Шрифт:
Стемнело. Сашенька попыталась заснуть, но ее одолевали кошмары: пытки, аресты, заплаканные детские лица. Она тряхнула головой, сердце учащенно забилось: у нее что, сердечный приступ? Ваня не звонил. Она урывками дремала, так и не заснув, потом выскакивала из дремоты, как камешек, едва коснувшийся поверхности пруда. Она видела свою мать мертвой, живой, молодой; видела, как отцу стреляют в спину на глазах у ее детей.
— Кто этот человек? — спрашивала Снегурочка.
— Разве вы не узнали дедушку?
— А что с ним случилось, он что, мертвый? — спрашивал Карло. — Он стал привидением?
Сашенька проснулась дрожа, вся в поту. Направилась в детскую, легла с Карло, едва веря в то, что этот обожаемый мальчик может существовать в подобном мире. Она прижалась лицом к его плечу. У него была мягкая, нежная кожа. Она погладила его по голенькой спинке и снова заснула.
Она проснулась оттого, что Карло гладил ее по щеке, нежно дыша ей прямо в лицо. Какая радость!
Мамочка, хочешь, я тебе что-то скажу? Кто-то стучит в дверь.
Она села на кровати. Снова нахлынуло: закружилась голова, к горлу подступила тошнота. Стук в дверь был таким громким, таким яростным.
Она поцеловала детей и направилась к двери.
— Открывайте!
— Кто там? — крикнула Снегурочка.
— Это Разум, — послышался голос водителя. — Телеграмму принес.
Сашенька минуту колебалась. Глубоко вдохнула и открыла дверь.
— Доброе утро, товарищ, — улыбнулся Разум. — Прекрасный день! Весточка от хозяина.
В СТАЛИНАБАДЕ ТЧК
ЧУВСТВУЮ ХОРОШО ТЧК
ОБНИМАЙ ДЕТЕЙ ТЧК
ДОМОЙ СРЕДУ ТЧК ВП
Сашенька ликовала, внезапно уверовав, что ничего плохого не произойдет. Она все выдумала. Почему бы замнаркома, такого как Ваня, не послать в Сталинабад? Это происходит сплошь и рядом; не всех, кого посылают в командировку на периферию, арестовывают. Сатинова же тоже отправили в Грузию на несколько недель, и никто не говорит, что у него неприятности.
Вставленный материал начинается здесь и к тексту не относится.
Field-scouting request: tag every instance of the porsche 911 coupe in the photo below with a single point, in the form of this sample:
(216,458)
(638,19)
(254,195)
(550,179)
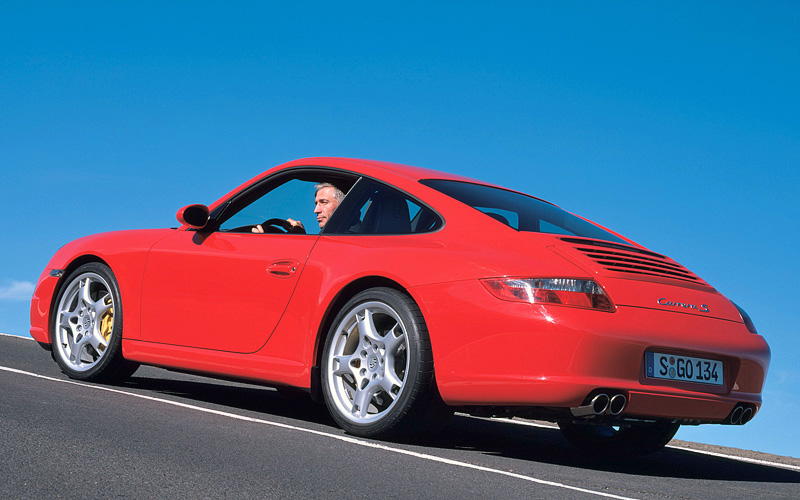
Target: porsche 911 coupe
(398,295)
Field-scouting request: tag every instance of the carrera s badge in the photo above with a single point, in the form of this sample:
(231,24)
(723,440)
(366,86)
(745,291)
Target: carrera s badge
(700,308)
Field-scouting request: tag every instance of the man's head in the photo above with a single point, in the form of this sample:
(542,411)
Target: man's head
(326,200)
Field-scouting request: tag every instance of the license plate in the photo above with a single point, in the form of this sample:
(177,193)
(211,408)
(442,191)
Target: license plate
(683,368)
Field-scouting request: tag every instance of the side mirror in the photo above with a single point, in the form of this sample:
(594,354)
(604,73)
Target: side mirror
(194,216)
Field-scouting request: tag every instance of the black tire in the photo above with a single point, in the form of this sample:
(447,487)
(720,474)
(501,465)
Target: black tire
(86,326)
(377,368)
(635,439)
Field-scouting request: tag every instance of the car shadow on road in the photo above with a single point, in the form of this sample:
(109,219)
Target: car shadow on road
(546,445)
(289,403)
(498,437)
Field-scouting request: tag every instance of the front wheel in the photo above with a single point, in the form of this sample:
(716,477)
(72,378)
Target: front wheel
(631,439)
(377,367)
(86,327)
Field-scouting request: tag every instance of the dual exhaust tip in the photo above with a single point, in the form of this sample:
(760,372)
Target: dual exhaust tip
(741,414)
(602,404)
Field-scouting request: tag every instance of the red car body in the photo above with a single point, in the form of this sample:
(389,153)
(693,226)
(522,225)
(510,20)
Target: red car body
(258,306)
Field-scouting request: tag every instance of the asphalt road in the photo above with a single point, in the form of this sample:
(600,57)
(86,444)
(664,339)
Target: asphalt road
(168,435)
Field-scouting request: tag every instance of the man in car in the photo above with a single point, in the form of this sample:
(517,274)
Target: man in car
(327,197)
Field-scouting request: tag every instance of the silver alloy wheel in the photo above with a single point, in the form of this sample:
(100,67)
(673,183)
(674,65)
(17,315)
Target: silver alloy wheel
(368,362)
(84,321)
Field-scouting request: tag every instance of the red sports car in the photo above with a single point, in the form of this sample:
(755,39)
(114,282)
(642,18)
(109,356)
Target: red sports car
(404,295)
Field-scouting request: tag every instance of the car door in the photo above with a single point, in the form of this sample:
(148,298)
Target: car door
(222,291)
(225,287)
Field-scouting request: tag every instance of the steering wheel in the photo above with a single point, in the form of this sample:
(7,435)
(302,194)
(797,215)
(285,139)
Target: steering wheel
(276,225)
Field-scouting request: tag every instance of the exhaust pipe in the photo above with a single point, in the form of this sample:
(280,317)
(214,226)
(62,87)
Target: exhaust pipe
(617,404)
(601,404)
(741,414)
(736,416)
(597,406)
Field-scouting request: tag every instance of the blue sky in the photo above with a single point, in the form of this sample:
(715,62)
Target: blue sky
(674,123)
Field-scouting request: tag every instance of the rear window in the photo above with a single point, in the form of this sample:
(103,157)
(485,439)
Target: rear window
(519,211)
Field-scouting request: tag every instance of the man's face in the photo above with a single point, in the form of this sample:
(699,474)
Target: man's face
(324,205)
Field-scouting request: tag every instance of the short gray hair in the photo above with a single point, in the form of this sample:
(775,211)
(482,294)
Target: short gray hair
(337,193)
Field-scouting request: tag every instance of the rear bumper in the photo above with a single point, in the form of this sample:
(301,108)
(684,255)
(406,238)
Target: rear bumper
(495,353)
(43,295)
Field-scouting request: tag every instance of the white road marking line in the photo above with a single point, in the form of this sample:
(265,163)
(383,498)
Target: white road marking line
(346,439)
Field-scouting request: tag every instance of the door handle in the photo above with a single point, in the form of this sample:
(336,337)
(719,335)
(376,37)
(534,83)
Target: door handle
(283,268)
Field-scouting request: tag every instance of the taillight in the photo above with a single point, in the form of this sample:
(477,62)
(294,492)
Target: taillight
(562,291)
(751,327)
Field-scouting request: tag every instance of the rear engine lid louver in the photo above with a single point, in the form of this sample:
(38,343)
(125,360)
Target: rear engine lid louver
(632,262)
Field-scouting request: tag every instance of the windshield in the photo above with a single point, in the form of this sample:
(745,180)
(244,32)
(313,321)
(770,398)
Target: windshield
(519,211)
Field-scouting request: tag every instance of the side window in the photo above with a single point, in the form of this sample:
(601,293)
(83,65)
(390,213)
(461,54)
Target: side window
(380,209)
(291,198)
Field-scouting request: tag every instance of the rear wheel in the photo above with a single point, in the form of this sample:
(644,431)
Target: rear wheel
(639,438)
(87,326)
(377,367)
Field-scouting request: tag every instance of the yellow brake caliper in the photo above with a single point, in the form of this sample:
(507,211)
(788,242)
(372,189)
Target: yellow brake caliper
(107,322)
Сашенька стала собираться на работу. Она холодно размышляла о врагах и предателях, как часто делала раньше, когда органы проверяли тех друзей, которые никогда не возвращались. Насколько опасны ее отношения с Беней Гольденом через журнал? Клавдия звонила Андрею Жданову в культаппарат и Фадееву в Союз писателей. Оба дали зеленый свет, значит, тылы прикрыты. Они встречались, чтобы обсудить гонорар.
Между ними нет ничего личного. Внезапно она испытала сама к себе отвращение. Она любила лишь своих детей, мужа и себя — больше никого.
Возможно, Сатинов ошибался? Может, единственное связующее звено между Менделем и Беней — то, что они оба знамениты, и из-за этого они в опасности? До отъезда Ваня признался, что недавно арестовали нескольких писателей и художников: например, Бабеля, журналиста Кольцова, режиссера Мейерхольда. Может, они как-то связаны. Ваня шепотом ей поведал, что планируется четвертый показательный процесс, который был задуман еще при «железном наркоме» Ежове. В нем будут фигурировать некоторые дипломаты и представители интеллигенции.
Наверное, отсюда и ее ночной кошмар.
Она поцеловала детей, обняла Каролину, надела бежевый костюм с белыми пуговицами и своим любимым большим белым воротником, за ушами слегка надушилась «Красной Москвой».
Поздоровавшись с вахтером и охранниками, Сашенька отправилась на работу. Улица Грановского была элегантной, тут стояли розовые, витиевато украшенные дома, — чудесное местечко. Дальше по улице находилась кремлевская больница, где лучшие специалисты помогли появиться на свет ее детям.
Стоял прекрасный летний день.
Она свернула с Грановского у Московского университета, где когда-нибудь будут учиться Карло и Снегурочка.
Вокруг нее танцевал живой ветерок; проходя мимо Кремля, Сашенька улыбнулась: какие же красивые эти маленькие окошки изящного парка аттракционов прямо у стен Александровского сада, где жил Сталин до самоубийства своей жены Нади. Миновав Манеж, гостиницу «Националь», она увидела купол величавого треугольника — здания Совнаркома, где жил и работал Сталин, где всю ночь горел свет. «Спасибо, товарищ Сталин, вы всегда знаете, что делать, — мысленно обратилась она к нему. — Здоровья и долгих лет жизни, Иосиф Виссарионович!»